To kolejna próba wyłudzenia sporej kwoty pieniędzy od mieszkańca powiatu ryckiego przez oszusta podającego się za pracownika banku. Niestety, tym razem skuteczna. 20-latek stracił ponad 130 tysięcy złotych.
Przed miesiącem opisywaliśmy, jak 40-letni mężczyzna dał się nabrać fałszywemu bankierowi ze wschodnim akcentem, który zdołał przekonać go, że pieniądze, które trzyma na rachunku są zagrożone. Zalecił mu przelanie środków na "bezpieczne" konto. Oszust kasy nie otrzymał, bo przelew choć został wysłany, nie dotarł na błędnie wpisany rachunek bankowy.
>>>>>>Nietypowa pomyłka oszusta. Ofiara odzyskała 43 tysiące<<<<<<
Tym razem, 20-latek nie miał tyle szczęścia. W czwartek do mieszkańca powiatu ryckiego także zadzwonił mężczyzna ze wschodnim akcentem, podający się za pracownika banku. Poinformował go, że doszło do włamania na konto bankowe i ktoś w jego imieniu zlecił przelew na konto firmy, która jest w banku na tzw. „czarnej liście”. Mężczyzna uwierzył oszustowi.
Fałszywy bankier stwierdził, że konieczne jest zablokowanie rachunków bankowych pokrzywdzonego i zostawienie możliwości wykonywania przelewów tylko z jednego zaufanego urządzenia . Następnie polecił 20-latkowi pobranie aplikacji i zalogowanie się do platformy umożliwiającej połączenie w formie wideokonferencji z „działem technicznym”.
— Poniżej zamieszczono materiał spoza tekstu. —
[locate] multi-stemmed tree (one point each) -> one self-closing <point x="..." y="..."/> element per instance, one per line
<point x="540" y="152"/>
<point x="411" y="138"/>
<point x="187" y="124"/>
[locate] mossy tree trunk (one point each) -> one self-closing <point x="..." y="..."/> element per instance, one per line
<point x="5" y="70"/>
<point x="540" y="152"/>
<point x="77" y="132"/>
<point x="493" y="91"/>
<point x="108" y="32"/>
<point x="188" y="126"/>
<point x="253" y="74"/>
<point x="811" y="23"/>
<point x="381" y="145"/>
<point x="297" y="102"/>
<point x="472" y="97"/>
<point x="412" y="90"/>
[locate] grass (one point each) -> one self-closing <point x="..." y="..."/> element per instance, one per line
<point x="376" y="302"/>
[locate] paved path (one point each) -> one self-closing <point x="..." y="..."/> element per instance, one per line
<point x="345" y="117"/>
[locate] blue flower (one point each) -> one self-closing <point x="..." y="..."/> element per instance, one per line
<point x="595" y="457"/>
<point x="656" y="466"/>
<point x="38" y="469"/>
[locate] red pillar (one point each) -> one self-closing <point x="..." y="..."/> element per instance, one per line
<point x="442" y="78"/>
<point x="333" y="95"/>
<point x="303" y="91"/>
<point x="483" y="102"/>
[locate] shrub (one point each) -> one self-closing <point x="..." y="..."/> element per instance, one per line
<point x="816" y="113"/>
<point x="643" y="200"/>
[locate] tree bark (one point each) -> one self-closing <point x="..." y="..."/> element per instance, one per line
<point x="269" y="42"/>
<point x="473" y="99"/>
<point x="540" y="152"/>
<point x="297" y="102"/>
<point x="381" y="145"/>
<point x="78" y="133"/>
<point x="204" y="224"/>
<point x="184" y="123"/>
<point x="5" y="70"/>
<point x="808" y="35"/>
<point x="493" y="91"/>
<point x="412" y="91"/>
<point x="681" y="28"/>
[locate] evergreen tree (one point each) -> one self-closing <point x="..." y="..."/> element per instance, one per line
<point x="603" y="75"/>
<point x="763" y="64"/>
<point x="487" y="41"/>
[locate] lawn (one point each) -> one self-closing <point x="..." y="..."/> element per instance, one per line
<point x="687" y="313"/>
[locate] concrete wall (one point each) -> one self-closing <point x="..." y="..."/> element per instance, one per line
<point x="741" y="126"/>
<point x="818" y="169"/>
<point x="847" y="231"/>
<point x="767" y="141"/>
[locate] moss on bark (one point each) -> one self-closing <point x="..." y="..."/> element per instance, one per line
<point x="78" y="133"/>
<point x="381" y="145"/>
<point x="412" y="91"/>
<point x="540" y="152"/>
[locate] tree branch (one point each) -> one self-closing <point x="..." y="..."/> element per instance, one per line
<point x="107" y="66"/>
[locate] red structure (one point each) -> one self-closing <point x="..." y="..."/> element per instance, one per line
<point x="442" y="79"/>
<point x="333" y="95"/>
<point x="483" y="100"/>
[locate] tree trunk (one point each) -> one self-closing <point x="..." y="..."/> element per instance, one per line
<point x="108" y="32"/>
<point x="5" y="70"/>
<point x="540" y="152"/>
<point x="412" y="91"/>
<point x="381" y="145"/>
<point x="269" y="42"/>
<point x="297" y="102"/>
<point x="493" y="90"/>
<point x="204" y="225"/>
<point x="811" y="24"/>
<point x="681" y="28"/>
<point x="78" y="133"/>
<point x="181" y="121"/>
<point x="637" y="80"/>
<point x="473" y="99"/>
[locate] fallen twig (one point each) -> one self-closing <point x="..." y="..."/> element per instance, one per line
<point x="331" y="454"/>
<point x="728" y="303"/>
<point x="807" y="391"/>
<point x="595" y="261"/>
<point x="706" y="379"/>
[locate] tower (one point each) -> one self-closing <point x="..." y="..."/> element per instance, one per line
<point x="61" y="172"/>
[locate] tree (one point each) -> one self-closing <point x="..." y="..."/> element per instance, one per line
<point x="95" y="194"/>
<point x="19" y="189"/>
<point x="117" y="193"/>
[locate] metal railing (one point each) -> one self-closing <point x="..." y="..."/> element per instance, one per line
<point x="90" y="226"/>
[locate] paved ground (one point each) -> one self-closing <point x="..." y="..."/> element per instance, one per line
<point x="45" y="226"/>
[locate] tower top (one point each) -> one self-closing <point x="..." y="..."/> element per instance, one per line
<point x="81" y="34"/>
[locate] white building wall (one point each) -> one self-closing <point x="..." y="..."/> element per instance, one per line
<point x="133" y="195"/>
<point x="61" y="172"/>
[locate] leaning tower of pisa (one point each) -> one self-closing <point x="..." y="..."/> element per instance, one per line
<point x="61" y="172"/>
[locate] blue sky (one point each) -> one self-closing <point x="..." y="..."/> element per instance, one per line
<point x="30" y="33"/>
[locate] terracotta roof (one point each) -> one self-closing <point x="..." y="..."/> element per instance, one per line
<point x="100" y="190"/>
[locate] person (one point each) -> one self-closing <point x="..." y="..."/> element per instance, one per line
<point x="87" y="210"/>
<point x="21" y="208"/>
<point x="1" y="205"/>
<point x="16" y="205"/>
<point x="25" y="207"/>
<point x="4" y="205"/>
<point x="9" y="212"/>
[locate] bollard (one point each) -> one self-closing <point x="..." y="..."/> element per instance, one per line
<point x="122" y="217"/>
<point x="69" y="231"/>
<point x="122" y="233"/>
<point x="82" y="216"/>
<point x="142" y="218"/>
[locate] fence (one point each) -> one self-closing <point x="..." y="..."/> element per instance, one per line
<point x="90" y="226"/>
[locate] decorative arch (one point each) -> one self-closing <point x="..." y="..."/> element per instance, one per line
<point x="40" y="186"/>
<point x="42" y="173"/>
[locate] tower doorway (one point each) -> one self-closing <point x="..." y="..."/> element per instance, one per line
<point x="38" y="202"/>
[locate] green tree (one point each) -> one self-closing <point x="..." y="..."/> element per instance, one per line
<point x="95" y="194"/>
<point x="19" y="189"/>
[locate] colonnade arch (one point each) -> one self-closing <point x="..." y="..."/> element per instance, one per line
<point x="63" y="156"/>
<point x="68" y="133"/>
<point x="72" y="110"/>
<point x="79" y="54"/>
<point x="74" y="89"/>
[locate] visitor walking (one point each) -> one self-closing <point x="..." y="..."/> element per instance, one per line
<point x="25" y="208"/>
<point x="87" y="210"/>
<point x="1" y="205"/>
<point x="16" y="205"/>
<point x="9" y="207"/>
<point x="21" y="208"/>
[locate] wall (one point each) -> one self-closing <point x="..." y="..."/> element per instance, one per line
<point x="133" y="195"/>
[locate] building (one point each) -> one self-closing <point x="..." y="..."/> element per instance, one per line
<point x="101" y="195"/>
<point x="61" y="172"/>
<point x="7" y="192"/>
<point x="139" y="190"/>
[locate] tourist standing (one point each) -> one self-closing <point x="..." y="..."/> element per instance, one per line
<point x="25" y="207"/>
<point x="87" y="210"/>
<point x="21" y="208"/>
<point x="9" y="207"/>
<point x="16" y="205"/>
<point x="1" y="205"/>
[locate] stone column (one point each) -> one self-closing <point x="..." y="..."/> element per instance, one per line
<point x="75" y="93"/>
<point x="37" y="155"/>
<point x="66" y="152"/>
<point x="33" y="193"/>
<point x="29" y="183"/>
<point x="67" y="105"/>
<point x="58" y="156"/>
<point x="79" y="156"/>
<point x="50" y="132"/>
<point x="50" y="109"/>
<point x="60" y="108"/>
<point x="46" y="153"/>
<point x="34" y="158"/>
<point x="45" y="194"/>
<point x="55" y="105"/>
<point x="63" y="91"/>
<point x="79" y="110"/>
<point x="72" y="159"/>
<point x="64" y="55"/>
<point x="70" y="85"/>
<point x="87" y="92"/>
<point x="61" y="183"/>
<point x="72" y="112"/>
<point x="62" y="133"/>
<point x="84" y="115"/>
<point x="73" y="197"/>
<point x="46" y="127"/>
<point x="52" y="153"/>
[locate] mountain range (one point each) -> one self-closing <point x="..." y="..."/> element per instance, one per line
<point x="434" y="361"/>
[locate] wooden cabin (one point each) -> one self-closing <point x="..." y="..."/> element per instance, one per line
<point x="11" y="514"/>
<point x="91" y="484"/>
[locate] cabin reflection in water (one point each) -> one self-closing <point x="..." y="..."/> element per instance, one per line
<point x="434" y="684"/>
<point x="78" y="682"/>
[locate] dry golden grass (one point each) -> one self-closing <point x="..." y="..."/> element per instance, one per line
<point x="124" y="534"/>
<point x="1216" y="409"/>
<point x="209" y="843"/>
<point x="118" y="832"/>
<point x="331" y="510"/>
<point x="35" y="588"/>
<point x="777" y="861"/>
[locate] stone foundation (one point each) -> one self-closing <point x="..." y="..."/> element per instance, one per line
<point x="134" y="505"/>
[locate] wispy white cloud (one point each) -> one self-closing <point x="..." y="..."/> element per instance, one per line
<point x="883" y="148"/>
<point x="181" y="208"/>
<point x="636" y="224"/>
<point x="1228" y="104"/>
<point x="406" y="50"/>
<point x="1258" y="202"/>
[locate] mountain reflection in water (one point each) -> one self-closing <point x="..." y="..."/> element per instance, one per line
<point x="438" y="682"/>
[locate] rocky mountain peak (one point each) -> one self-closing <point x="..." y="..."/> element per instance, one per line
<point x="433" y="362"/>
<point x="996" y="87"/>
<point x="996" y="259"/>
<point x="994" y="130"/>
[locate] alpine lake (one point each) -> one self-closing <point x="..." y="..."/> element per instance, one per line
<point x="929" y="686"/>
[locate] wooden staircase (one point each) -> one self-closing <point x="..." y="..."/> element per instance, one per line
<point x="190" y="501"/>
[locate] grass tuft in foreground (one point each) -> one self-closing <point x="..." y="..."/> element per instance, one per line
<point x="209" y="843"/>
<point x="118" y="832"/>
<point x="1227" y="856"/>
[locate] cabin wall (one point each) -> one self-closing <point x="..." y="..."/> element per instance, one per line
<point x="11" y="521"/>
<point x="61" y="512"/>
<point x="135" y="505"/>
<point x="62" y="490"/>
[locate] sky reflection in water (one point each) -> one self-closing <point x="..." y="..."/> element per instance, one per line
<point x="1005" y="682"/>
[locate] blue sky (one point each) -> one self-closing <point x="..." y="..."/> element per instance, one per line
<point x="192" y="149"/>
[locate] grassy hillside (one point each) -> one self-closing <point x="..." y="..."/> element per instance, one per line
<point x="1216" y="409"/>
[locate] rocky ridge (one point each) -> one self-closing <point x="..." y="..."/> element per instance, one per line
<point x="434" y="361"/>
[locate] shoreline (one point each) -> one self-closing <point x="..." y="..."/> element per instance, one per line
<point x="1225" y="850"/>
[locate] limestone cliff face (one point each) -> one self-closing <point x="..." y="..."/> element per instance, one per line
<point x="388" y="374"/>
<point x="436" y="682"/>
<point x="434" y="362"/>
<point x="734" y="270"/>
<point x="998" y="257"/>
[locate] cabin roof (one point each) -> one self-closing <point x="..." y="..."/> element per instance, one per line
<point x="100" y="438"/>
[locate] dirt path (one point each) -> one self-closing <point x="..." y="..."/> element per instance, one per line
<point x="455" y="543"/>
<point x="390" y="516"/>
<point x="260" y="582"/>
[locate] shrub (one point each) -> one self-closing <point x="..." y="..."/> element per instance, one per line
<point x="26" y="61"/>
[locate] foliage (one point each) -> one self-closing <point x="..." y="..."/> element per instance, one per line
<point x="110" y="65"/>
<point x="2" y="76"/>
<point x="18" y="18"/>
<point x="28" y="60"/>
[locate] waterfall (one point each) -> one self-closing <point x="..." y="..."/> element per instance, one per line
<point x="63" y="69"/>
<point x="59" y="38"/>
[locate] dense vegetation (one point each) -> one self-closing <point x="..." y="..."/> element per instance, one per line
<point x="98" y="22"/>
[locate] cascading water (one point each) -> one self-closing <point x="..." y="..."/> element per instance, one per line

Po wykonaniu polecenia mieszkaniec powiatu ryckiego zalogował się do czatu za pomocą podanych mu przez oszusta danych do logowania. Będąc na platformie po kolei wykonywał instruktaż między innymi zlecił blokadę swoich środków finansowych w kwocie ponad 130 tysięcy złotych. Następnie wygenerował pięć rachunków bankowych i zgodnie z poleceniami przelał na nie łącznie 50 tysięcy złotych.
Po wykonaniu transakcji zadzwonił do niego mężczyzna podający się za policjanta i potwierdził, iż policja otrzymała z banku zgłoszenie o oszustwie i dodał, że później zostanie wezwany na przesłuchanie.
Kolejnego dnia ponownie zadzwonił do niego mężczyzna ze wschodnim akcentem podający się za pracownika banku. Ponownie namówił 20-latka do przelania tym razem kwoty ponad 80 tysięcy złotych na założone poprzedniego dnia rachunki bankowe. Ponadto oszust oświadczył, iż pomimo blokady rachunku bankowego pokrzywdzonego nadal będzie on mógł posługiwać się przypisaną do jego rachunku kartą płatniczą. Twierdził, że pięć rachunków bankowych założonych przez 20-latka to tylko rachunki zastępcze. Podejrzenia pokrzywdzonego wzbudził dopiero fakt, gdy kolejnego dnia nie mógł w sklepie zapłacić za zakupy za pomocą karty.
Wówczas poinformował policję o oszustwie na jego szkodę. Ryccy policjanci prowadzą postępowanie w tej sprawie i apelują. - Pamiętajmy! Oszuści umiejętnie manipulują rozmową tak, by uzyskać jak najwięcej informacji i wykorzystać naszą naiwność. W kontaktach z nieznajomymi kierujmy się zawsze zasadą ograniczonego zaufania - mówi aspirant sztabowy Agnieszka Marchlak z Komendy Powiatowej Policji w Rykach.